Food safety legislation that came close to a vote in the Senate last week, before stalling over a political debate about earmarks, has another enemy: the Tea Party movement.

Tea Party Patriots, a major organizational component of the Tea Party movement, sent an action alert to its followers late last week asking them to call members of Congress to “melt their phones and tell them (yet again) why this is a bad bill and why we don’t want it.”

The alert credits Sen. Tom Coburn (R-OK) with giving activists time to stop the bill.  Coburn tried to force a Senate vote on an unrelated amendment to ban legislative earmarks through 2013, a move that punted a vote on the food safety bill until after Thanksgiving recess, at the earliest.

Coburn has also expressed concern about the legislation, which moved forward in the Senate with 74 votes last week, for not systemically addressing the overlaps and gaps in the food safety system, and for the bill’s price tag of $1.4 billion over four years.

Last week, on his radio show, political commentator Glenn Beck also spoke up about the pending legislation, which he repeatedly calls the “farm bill.”

“I come to you to apologize that I did not pay attention enough to this farm bill and get this research done fast enough, and last night I had our researchers working through the night and got a briefing about, what, 6:30 this morning on it and because last night cloture happened in the Senate,” said Beck, to his audience of millions.

“This is an extraordinarily, extraordinarily innocuous thousand page bill,” Beck said sarcastically. (Note: the bill is 250 pages).

“It is all full of things that just have to happen just to keep your food safe,” he continued. “In order to keep you safe, we just have to have a few more regulations, but that’s it. Oh, this Death Star is fully operational.”

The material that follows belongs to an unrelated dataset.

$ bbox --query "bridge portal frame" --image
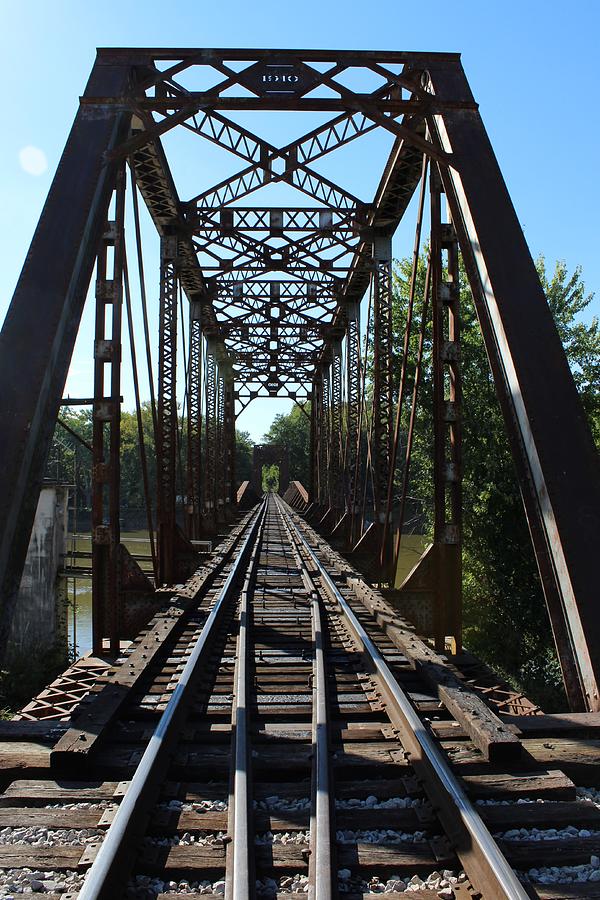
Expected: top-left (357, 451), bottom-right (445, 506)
top-left (0, 48), bottom-right (600, 710)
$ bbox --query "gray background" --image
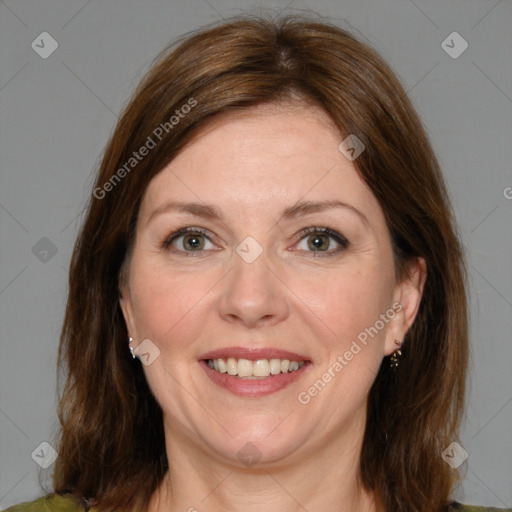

Beck goes on to compare the “rush” to pass the food safety bill in the 111th Congress to the “rush” to get the health care bill passed last Christmas.  He also slams the Pew Charitable Trusts for their efforts in support of the bill, calling them an “uber left radical group.”

Beck even weighs in on the Tester-Hagan amendment, a provision added to the Senate legislation late last week that aims to exempt small farms from the bill under certain circumstances.

“Because small farmers just can’t handle all of this money. So don’t worry about that. They have written in there that, okay, small farms and houses aren’t going to be affected,” says Beck. “Oh, well, I feel so much better.”

“Show me the country that has a safer food supply than us, can you, please?  Who has a safer food supply?  Is it Sweden?  You know what?  When we reduce the population of America down to the size of Sweden, we’ll get a band of really hot blonds, call them Abba and we can emulate their food supply as well,” said Beck, adding that he believes the “farm bill” will make food more expensive.